Infelizmente, o craque Jimmy Bailey, tido como um dos maiores jogadores da história de Honduras, não pôde ir à Espanha devido a uma grave lesão. Comandando esse humilde grupo de atletas, o treinador José de La Paz Herrera, conhecido pelo apelido “Chelato” e que havia sido um dos grandes nomes do futebol local, defendendo o popular Atlético Español por nada menos que vinte anos – toda a sua carreira, aliás.
Os prognósticos, sejamos justos, eram sombrios. Não bastasse o plantel modesto e a falta de experiência internacional de Honduras, o outro classificado da CONCACAF, El Salvador, sofreu incômodos 10 a 1 contra a Hungria, um resultado que só aumentou por tabela o status de “aventureiros” daquele time centro-americano.

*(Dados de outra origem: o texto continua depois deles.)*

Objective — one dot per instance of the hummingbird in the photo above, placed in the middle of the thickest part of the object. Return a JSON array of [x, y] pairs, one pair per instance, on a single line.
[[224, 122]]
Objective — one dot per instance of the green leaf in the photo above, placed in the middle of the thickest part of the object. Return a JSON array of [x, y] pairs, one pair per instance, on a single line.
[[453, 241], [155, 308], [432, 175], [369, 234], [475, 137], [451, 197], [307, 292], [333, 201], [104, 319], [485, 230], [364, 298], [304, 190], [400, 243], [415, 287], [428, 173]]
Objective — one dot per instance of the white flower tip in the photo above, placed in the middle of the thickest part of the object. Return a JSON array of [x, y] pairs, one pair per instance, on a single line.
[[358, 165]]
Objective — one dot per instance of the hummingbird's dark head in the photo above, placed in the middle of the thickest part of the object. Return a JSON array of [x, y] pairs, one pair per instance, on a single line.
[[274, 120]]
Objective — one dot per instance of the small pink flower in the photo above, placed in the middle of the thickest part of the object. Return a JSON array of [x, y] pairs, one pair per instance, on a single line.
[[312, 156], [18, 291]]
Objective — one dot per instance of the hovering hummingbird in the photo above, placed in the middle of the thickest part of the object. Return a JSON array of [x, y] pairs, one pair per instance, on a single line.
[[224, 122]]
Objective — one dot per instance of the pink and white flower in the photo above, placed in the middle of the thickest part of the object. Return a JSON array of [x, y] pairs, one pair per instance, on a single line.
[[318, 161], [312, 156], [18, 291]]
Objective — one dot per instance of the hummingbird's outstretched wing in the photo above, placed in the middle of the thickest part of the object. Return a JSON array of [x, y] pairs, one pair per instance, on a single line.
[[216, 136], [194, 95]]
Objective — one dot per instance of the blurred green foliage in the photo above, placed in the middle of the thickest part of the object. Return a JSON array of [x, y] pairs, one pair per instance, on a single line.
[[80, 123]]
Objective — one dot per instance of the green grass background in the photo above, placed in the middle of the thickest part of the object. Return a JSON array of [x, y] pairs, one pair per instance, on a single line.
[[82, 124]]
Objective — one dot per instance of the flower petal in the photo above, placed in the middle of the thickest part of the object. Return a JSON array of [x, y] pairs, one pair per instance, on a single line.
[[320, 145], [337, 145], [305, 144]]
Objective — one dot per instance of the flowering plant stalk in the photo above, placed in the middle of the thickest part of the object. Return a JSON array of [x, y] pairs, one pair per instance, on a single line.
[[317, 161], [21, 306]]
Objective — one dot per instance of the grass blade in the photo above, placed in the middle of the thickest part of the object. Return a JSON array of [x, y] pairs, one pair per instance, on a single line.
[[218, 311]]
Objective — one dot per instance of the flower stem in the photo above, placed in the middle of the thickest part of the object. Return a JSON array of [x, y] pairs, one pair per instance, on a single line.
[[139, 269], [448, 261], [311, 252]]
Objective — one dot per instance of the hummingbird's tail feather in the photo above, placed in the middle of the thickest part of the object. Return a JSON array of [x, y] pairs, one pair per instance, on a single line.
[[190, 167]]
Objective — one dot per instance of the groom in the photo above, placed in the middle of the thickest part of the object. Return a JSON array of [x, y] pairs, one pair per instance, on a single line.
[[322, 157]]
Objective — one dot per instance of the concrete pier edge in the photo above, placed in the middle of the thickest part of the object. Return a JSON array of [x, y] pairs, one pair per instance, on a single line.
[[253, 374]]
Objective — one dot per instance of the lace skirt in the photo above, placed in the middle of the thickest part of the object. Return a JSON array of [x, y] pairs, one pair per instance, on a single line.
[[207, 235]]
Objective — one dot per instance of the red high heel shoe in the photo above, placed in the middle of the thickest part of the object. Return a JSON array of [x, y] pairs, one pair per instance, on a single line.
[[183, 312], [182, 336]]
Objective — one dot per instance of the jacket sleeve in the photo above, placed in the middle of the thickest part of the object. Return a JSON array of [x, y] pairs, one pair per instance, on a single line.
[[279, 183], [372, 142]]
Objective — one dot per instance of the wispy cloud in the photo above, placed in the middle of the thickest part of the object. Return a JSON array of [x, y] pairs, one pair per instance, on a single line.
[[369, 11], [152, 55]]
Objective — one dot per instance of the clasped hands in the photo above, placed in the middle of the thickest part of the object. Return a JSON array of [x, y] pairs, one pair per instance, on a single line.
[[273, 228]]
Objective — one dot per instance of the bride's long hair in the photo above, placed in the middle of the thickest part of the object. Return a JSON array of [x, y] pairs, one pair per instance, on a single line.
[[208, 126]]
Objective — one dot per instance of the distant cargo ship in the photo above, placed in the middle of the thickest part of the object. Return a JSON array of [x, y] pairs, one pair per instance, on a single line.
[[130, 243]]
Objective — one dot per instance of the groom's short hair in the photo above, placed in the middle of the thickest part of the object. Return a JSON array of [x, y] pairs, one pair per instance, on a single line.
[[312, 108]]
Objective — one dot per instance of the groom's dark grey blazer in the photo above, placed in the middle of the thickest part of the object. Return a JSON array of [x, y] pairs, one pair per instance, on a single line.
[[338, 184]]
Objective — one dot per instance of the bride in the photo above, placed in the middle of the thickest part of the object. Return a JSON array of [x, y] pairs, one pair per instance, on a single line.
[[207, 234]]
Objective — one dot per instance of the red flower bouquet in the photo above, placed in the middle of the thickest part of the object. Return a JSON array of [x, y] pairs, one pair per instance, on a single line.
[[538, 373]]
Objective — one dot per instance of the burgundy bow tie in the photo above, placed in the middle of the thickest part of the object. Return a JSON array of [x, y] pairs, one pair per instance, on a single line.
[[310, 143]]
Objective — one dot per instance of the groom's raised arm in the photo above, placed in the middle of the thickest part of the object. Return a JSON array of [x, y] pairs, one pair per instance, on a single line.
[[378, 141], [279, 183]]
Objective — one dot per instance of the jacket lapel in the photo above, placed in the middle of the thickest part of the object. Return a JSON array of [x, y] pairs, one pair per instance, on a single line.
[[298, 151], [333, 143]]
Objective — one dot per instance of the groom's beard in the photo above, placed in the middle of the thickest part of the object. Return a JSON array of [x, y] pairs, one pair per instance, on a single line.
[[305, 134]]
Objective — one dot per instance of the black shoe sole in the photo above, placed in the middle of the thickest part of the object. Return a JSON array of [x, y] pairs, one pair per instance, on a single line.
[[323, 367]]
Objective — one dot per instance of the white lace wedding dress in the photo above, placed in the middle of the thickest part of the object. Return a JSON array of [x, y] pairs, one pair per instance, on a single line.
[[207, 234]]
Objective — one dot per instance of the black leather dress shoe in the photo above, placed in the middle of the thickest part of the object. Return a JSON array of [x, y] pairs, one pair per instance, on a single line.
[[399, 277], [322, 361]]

Considerando que a estreia dos hondurenhos seria contra nada menos que a Espanha, país-sede do Mundial, todos apostavam numa derrota dos novatos, na melhor das hipóteses por poucos gols. Mas, pela primeira vez naquele campeonato, os comandados de Chelato impressionaram o mundo, arrancando um corajoso empate em 1 a 1 diante de um dos grandes favoritos daquela Copa. Os hondurenhos saíram vencendo logo aos 8 minutos, com um gol de pura raça de Zelaya – aquele mesmo que hoje em dia é parente do presidente deposto – e seguraram a vantagem durante a maior parte do jogo, para pânico da torcida local e delírio de toda Honduras. O goleiro Nazar foi um dos destaques, com defesas espetaculares. Apesar da resistência dos visitantes, a Espanha achou o empate em um pênalti bem batido por Ufarte – mas o inesperado resultado ganhou as manchetes, e mostrou que aqueles desconhecidos não tinham viajado para um mero passeio em território espanhol...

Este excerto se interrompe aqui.